Пастух был в деревне один. Дурачок местный. Приключилась в детстве с ним болезнь, какая–то. На голову дала видно. Не говорил он ничего, но все понимал. И улыбался постоянно. Вот и поставили его коров пасти. С ними разговаривать–то не надо. Выделили лошаденку. Приставили, в общем, к делу.
— Однажды пригоняет он стадо. Глядь, а одной коровы–то нету. Ну, хозяйка ее, понятно в крик, ищи, мол. Ему делать нечего, поехал на поиски. А сумерки уже были.
Наступила ночь, а ни его, ни коровы. Утром увидели его лошадь, в поле возле околицы. Она пугливо шарахалась ото всех, в руки не шла, пока поймали, все изругались. Самого пастушка поискали, поискали да бросили. Леса — то у нас густые, где ж тут кого найдешь.
— А дён через семь, пастушок сам пришел. Похудевший изрядно, в рваной одежде. Все сбежались. Охают. Кто–то спросил его, где ж был то он.
И тут пастушок медленно, запинаясь, но стал говорить! Все рты раскрыли. Не помню, говорит, ничего. Очнулся в лесу, пришел вот в обрат.
Все успокоились. Объяснение сами придумали. Мол, от испуга речь прорезалась. А пастушок дней пять просидел в своей хибаре, где жил до того, пасти больше не ходил. Ну, подумали, что боится он. Назначили другого. Начали думать, что делать то с ним.
А он сам себе дело нашел. На краю деревни поставил себе шалашик, благо лето было в самом начале. Поставил чурбаны, что для пчел делают. Стал пасечником, значит. Все успокоились, никому-ж не хотелось, чтоб обуза была. А так он сам себя кормит, да и медок вкусный.
Потом увидели раз, он возле реки, в овраге чего–то делает. Спросили, но он по своему обыкновению отмолчался. Рядом со своим шалашом соорудил какую–то фиговину, типа печки.
А потом увидали, что он рядом с шалашом яму роет. Прямоугольную. Потом от кручи, туда давай камни таскать. А зачем, слова не вытянешь. Потом кто–то смекнул, что это же он основу под дом делает! И немалую такую основу. Егор Клепа, что в губернии бывал, сказал, что так дома каменные строят.
Потом одна из баб деревенских, сказала, что когда ходила к бывшему пастушку за медом, увидела, как он из печи этой, словно булки хлебные, достает глину обожженную.
Ну, мужики–то поняли, что каким–то образом этот парень кирпичи узнал, как делать. Вскоре увидели деревенские, что растут у пасеки стены будущего дома. Все просто поражались трудолюбию парня.

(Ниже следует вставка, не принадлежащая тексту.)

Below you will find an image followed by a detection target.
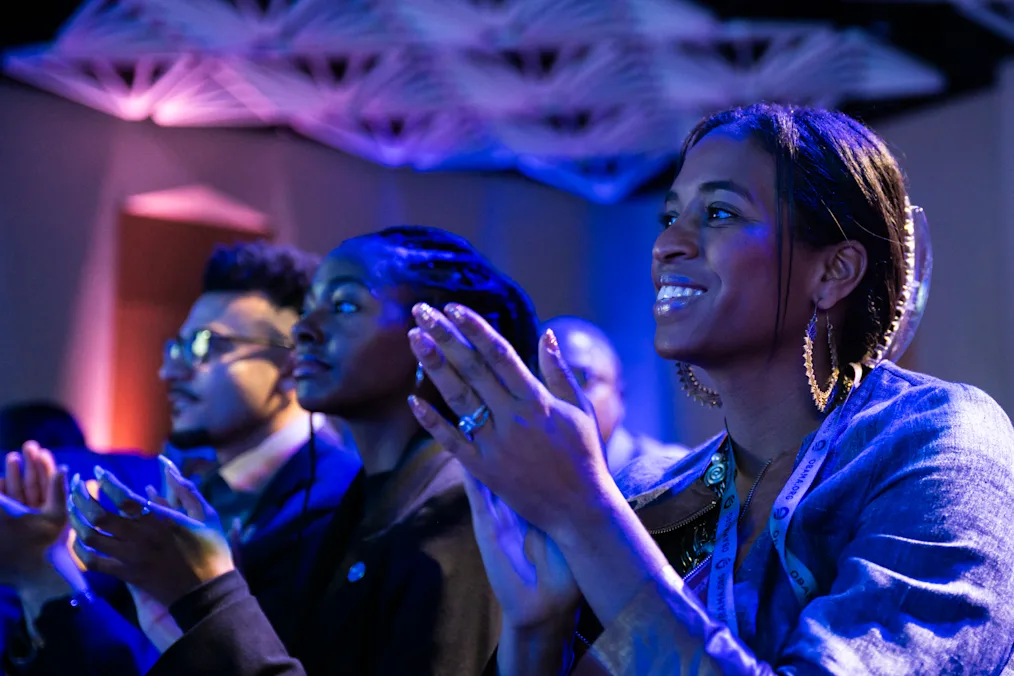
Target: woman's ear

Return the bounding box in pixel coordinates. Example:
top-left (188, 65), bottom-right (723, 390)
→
top-left (814, 241), bottom-right (867, 312)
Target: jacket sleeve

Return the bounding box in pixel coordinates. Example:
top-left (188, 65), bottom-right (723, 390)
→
top-left (581, 384), bottom-right (1014, 675)
top-left (148, 570), bottom-right (307, 676)
top-left (3, 593), bottom-right (159, 676)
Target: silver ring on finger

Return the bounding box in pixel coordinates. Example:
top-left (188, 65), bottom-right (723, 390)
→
top-left (457, 404), bottom-right (491, 442)
top-left (129, 500), bottom-right (152, 519)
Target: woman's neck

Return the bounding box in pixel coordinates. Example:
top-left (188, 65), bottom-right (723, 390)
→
top-left (705, 349), bottom-right (825, 479)
top-left (346, 401), bottom-right (424, 476)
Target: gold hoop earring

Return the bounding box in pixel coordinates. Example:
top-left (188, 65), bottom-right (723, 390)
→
top-left (803, 308), bottom-right (839, 413)
top-left (676, 362), bottom-right (722, 407)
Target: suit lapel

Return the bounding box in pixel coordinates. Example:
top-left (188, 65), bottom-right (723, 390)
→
top-left (239, 430), bottom-right (358, 574)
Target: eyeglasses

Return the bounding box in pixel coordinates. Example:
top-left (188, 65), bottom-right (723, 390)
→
top-left (164, 329), bottom-right (293, 368)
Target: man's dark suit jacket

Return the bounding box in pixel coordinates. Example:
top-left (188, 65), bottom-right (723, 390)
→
top-left (2, 426), bottom-right (359, 675)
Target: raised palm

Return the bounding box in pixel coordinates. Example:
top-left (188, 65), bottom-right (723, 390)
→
top-left (0, 443), bottom-right (69, 587)
top-left (464, 474), bottom-right (580, 630)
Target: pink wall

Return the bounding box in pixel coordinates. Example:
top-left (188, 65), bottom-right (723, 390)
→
top-left (1, 73), bottom-right (1012, 451)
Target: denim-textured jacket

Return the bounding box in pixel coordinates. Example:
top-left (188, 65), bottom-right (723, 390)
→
top-left (586, 362), bottom-right (1014, 675)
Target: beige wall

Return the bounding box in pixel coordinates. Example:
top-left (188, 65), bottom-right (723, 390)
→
top-left (879, 86), bottom-right (1009, 411)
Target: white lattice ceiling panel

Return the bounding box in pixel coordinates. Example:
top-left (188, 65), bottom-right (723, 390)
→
top-left (627, 0), bottom-right (720, 39)
top-left (147, 58), bottom-right (266, 126)
top-left (518, 153), bottom-right (678, 204)
top-left (394, 0), bottom-right (626, 48)
top-left (287, 0), bottom-right (409, 53)
top-left (3, 0), bottom-right (947, 203)
top-left (49, 0), bottom-right (188, 58)
top-left (448, 42), bottom-right (656, 114)
top-left (293, 105), bottom-right (498, 170)
top-left (138, 0), bottom-right (301, 52)
top-left (5, 51), bottom-right (198, 121)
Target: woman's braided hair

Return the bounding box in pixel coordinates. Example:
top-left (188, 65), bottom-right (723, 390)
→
top-left (361, 225), bottom-right (540, 371)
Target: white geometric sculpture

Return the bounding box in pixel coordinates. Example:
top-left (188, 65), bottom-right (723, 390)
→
top-left (3, 0), bottom-right (946, 203)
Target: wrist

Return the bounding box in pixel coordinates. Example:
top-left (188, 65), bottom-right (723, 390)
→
top-left (545, 477), bottom-right (627, 551)
top-left (544, 482), bottom-right (672, 629)
top-left (503, 609), bottom-right (577, 640)
top-left (498, 618), bottom-right (576, 676)
top-left (17, 548), bottom-right (89, 621)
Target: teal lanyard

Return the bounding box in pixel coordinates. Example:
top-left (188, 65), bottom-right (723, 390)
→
top-left (706, 437), bottom-right (741, 635)
top-left (767, 411), bottom-right (841, 605)
top-left (708, 404), bottom-right (843, 632)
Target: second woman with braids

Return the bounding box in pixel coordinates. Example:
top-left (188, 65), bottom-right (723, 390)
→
top-left (67, 226), bottom-right (541, 675)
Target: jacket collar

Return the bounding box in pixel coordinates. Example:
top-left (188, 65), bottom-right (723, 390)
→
top-left (618, 433), bottom-right (724, 509)
top-left (242, 424), bottom-right (359, 541)
top-left (218, 414), bottom-right (322, 493)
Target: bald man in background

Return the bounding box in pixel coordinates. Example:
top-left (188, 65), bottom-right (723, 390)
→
top-left (542, 316), bottom-right (689, 477)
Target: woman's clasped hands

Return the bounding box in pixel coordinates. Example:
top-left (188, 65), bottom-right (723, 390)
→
top-left (67, 456), bottom-right (235, 609)
top-left (406, 303), bottom-right (630, 644)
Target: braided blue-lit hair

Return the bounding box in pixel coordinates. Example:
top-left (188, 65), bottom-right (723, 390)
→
top-left (356, 225), bottom-right (541, 371)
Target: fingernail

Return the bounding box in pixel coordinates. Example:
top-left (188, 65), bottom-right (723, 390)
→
top-left (544, 328), bottom-right (560, 355)
top-left (145, 485), bottom-right (158, 500)
top-left (414, 303), bottom-right (437, 328)
top-left (408, 328), bottom-right (434, 356)
top-left (71, 473), bottom-right (82, 491)
top-left (93, 465), bottom-right (106, 482)
top-left (407, 395), bottom-right (427, 419)
top-left (445, 304), bottom-right (465, 322)
top-left (158, 455), bottom-right (178, 473)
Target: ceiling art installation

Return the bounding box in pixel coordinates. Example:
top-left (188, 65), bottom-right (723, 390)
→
top-left (4, 0), bottom-right (948, 203)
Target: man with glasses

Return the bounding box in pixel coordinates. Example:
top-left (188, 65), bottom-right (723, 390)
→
top-left (542, 316), bottom-right (689, 478)
top-left (3, 241), bottom-right (360, 674)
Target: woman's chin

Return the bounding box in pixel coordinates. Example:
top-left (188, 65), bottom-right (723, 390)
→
top-left (295, 383), bottom-right (339, 415)
top-left (654, 330), bottom-right (696, 362)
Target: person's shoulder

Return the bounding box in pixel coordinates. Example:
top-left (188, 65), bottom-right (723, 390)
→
top-left (840, 362), bottom-right (1014, 469)
top-left (857, 363), bottom-right (1010, 434)
top-left (637, 435), bottom-right (692, 463)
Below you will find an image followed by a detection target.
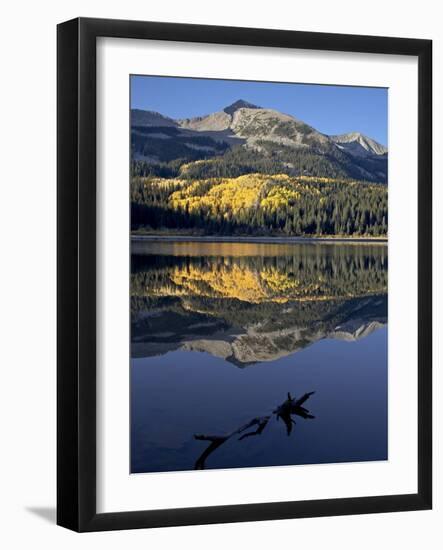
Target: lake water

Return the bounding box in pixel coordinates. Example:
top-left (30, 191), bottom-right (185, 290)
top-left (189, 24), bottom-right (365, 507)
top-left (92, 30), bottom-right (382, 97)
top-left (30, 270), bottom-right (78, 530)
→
top-left (130, 240), bottom-right (388, 473)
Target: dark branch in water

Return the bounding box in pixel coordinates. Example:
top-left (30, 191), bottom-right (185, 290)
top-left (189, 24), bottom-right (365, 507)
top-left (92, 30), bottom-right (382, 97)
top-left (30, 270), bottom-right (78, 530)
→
top-left (194, 391), bottom-right (315, 469)
top-left (238, 416), bottom-right (271, 441)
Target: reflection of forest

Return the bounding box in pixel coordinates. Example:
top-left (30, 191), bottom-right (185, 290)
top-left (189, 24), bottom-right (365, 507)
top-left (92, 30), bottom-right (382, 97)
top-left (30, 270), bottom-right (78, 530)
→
top-left (131, 245), bottom-right (387, 303)
top-left (130, 245), bottom-right (387, 365)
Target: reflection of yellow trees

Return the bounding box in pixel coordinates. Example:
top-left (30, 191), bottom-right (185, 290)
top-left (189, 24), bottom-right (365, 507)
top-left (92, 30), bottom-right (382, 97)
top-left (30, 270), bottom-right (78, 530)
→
top-left (135, 262), bottom-right (385, 304)
top-left (131, 243), bottom-right (388, 304)
top-left (259, 267), bottom-right (322, 298)
top-left (171, 264), bottom-right (267, 303)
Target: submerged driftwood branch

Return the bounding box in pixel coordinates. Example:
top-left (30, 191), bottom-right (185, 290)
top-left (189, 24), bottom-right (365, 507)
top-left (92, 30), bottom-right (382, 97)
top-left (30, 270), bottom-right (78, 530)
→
top-left (193, 391), bottom-right (316, 469)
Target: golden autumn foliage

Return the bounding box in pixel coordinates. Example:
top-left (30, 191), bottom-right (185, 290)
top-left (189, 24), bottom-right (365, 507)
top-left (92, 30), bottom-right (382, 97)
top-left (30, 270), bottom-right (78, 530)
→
top-left (168, 173), bottom-right (324, 215)
top-left (131, 172), bottom-right (388, 236)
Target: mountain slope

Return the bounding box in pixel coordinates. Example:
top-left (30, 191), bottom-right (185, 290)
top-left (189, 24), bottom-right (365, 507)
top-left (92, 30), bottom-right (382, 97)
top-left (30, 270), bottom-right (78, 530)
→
top-left (178, 111), bottom-right (232, 132)
top-left (178, 100), bottom-right (330, 149)
top-left (131, 109), bottom-right (178, 127)
top-left (131, 100), bottom-right (388, 183)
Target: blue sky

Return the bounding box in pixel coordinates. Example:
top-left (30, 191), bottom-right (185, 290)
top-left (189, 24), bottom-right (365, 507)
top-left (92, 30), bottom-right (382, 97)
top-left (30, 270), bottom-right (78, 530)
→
top-left (131, 75), bottom-right (388, 146)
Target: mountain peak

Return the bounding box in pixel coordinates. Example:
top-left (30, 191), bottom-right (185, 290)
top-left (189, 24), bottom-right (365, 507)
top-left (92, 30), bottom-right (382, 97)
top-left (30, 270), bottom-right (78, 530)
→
top-left (331, 132), bottom-right (387, 156)
top-left (223, 99), bottom-right (261, 115)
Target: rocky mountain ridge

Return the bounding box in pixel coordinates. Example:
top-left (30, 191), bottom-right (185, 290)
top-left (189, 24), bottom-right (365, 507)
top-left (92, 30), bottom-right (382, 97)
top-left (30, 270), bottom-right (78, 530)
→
top-left (131, 99), bottom-right (388, 183)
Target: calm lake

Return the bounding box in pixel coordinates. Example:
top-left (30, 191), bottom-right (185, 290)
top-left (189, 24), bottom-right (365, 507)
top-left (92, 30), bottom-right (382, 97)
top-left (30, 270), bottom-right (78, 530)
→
top-left (130, 240), bottom-right (388, 473)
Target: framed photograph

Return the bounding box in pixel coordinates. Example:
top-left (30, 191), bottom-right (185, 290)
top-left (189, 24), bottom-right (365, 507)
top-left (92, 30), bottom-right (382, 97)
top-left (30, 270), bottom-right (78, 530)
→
top-left (57, 17), bottom-right (432, 531)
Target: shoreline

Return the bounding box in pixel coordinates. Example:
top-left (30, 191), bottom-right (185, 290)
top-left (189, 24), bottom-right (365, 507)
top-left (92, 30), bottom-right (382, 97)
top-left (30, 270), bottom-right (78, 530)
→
top-left (131, 234), bottom-right (388, 245)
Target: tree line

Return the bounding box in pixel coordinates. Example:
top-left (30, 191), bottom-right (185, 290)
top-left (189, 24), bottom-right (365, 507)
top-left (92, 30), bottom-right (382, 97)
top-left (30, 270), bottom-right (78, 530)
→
top-left (131, 140), bottom-right (387, 183)
top-left (131, 175), bottom-right (388, 237)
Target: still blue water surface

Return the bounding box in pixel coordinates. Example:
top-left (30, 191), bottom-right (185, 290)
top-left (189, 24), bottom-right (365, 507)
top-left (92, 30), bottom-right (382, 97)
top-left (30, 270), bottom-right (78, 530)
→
top-left (130, 241), bottom-right (387, 473)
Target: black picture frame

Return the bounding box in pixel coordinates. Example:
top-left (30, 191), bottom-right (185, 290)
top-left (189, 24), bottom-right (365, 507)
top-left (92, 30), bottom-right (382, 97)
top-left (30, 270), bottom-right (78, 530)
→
top-left (57, 17), bottom-right (432, 532)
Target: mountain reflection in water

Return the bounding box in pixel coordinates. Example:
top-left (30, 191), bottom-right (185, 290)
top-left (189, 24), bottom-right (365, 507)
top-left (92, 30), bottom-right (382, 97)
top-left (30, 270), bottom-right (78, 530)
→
top-left (130, 241), bottom-right (388, 473)
top-left (131, 241), bottom-right (387, 366)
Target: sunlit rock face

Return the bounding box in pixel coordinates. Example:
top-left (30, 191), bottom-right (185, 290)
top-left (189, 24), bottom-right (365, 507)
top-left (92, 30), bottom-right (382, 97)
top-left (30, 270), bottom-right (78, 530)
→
top-left (330, 132), bottom-right (388, 157)
top-left (130, 242), bottom-right (387, 365)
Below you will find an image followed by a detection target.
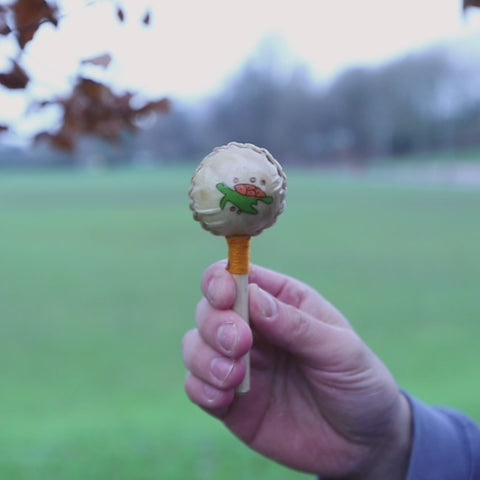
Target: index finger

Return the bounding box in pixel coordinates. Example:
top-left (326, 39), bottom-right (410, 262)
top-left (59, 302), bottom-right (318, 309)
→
top-left (200, 260), bottom-right (235, 310)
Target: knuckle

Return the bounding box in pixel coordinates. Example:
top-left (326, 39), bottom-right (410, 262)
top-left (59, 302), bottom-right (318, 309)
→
top-left (279, 280), bottom-right (311, 308)
top-left (284, 306), bottom-right (310, 347)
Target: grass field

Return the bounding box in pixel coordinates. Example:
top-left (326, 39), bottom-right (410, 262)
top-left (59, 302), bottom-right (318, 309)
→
top-left (1, 166), bottom-right (479, 479)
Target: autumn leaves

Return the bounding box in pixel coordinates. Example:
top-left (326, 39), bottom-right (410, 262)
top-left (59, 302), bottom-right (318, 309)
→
top-left (0, 1), bottom-right (169, 151)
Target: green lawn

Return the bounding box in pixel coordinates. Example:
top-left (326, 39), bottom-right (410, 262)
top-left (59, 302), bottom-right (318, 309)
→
top-left (0, 166), bottom-right (479, 479)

Встают, он уже из оврага глину таскает, печка эта его для кирпичей дымит.
К зиме дело у него уже до крыши дошло. Тут паренек пришел к старосте и попросил подводы, до города съездить. Мед мол, продавать хочет.
А все как–то упустили из виду, что с постройкой дома, пастушок не забывал и о пасеке. А она была уже куда как солидна.